Мать стала показывать рукой вниз, а девчурка легла на мосток — как следует разглядеть, что там в бегущей светлой воде. В который раз я подумал, какое счастье жить в детстве у речки, у озера…
Зуша… Что за названье? Что оно означает? Вряд ли кто может это нам объяснить.
Названья у речек и рек давние, древние. Человеческие поселенья часто перенимали эти названья. С ходу вспомним Москву, Енисейск, Воронеж, Донецк… На Зуше много деревенских селений, города два: Мценск — ровесник Москвы и Новосиль — еще более древний, построенный на Зуше еще хазарами как фактория, куда стекалась дань с местного люда, не очень обременительная — «по белице с дыма». Среди селений есть на Зуше особое — Переволочка, названье которой означает, что был в этом месте волок — Зуша и один из многих ее притонов соединяли две водные системы — Донскую и Окскую.

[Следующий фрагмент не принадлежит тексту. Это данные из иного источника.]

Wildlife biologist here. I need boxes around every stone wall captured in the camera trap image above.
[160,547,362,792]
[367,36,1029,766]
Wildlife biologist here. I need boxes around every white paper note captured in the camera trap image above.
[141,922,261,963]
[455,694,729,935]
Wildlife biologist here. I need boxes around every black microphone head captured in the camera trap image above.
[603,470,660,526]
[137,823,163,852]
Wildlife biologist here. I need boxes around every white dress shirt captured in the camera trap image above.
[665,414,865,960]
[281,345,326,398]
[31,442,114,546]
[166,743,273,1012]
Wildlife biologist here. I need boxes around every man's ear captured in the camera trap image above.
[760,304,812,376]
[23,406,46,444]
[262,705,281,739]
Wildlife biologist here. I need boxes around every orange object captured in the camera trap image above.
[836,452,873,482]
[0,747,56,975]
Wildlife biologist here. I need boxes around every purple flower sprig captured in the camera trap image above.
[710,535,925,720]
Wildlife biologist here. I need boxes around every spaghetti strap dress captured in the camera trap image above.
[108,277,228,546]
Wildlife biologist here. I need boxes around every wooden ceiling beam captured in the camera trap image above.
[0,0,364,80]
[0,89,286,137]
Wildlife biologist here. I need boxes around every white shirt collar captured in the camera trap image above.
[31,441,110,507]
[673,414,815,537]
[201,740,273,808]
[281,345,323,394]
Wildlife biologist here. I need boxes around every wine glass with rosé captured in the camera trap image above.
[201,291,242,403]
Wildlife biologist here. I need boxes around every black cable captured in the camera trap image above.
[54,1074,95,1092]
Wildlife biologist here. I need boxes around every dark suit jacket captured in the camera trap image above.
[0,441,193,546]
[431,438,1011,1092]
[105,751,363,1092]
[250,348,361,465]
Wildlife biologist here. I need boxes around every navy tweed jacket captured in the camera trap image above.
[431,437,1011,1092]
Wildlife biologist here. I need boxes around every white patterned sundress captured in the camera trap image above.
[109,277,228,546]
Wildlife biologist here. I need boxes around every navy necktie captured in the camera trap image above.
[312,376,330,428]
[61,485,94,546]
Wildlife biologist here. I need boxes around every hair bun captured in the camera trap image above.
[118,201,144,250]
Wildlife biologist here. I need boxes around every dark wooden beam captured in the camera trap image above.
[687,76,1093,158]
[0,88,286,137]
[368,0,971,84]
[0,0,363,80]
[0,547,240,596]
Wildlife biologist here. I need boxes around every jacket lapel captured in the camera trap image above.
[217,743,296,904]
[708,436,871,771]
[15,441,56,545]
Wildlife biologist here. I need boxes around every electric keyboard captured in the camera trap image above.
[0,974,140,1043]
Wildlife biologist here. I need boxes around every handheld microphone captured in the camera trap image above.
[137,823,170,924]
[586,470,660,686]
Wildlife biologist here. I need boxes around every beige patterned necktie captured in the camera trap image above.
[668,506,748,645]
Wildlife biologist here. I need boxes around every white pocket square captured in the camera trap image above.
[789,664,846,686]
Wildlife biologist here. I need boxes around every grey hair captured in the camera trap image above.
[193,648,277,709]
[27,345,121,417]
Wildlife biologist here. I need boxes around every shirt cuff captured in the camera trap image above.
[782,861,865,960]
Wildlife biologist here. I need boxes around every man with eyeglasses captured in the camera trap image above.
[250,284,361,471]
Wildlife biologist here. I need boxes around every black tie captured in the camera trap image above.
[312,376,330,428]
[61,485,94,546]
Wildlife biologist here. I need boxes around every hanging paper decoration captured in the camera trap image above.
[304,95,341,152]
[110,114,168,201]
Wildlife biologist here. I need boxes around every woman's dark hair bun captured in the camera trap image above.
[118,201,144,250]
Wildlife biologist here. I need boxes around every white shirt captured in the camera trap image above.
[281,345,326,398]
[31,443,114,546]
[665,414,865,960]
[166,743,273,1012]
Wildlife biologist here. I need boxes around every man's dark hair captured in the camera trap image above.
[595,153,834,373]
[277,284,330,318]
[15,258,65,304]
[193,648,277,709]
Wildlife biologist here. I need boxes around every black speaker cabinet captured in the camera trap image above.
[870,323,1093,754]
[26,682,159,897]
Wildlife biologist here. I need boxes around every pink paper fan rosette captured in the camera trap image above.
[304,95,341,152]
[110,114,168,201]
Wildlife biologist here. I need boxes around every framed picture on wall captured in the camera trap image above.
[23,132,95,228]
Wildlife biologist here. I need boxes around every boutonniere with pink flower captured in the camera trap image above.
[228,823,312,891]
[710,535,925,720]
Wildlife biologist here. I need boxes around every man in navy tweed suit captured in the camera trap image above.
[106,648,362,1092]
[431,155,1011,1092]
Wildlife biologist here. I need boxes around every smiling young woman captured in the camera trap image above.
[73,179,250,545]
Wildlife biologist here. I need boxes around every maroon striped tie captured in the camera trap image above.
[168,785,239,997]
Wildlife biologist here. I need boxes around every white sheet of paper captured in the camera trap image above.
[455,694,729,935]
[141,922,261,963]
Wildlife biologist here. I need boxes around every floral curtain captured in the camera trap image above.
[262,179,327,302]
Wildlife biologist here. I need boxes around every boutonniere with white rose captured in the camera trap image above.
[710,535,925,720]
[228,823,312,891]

В древности дорогами по земле служили реки. И небольшая, но и не тощая Зуша была важной ветвью на разветвленном «древе» воды.
Зуша была судоходной в те далекие времена. Воды в ней было, конечно, больше, чем ныне, и ходили по реке большие смоленые лодки — парусные и весельные. Позже, в веках XVIII–XIX, ходили тут баржи с хлебом, медом, воском, коноплею и льном. Сейчас на реке тишина. Моторную лодку, по причине дороговизны бензина, услышишь редко, но в каждом селе есть деревянные челноки, с которых ловят тут рыбу и на которых можно, одолевая течение метров в семьдесят шириной, перебраться на другой берег.
Снимки я делал с правого берега Зуши. В этом месте река делит надвое селенье Вяжа. На правом берегу — Верхняя Вяжа, внизу — Заречная. Подъем воды весной на Зуше из-за узости поймы высокий — половодье всегда подступало к порогу заречных домов. Тут, в этой Вяже, кроме телеги, многие имели и лодку.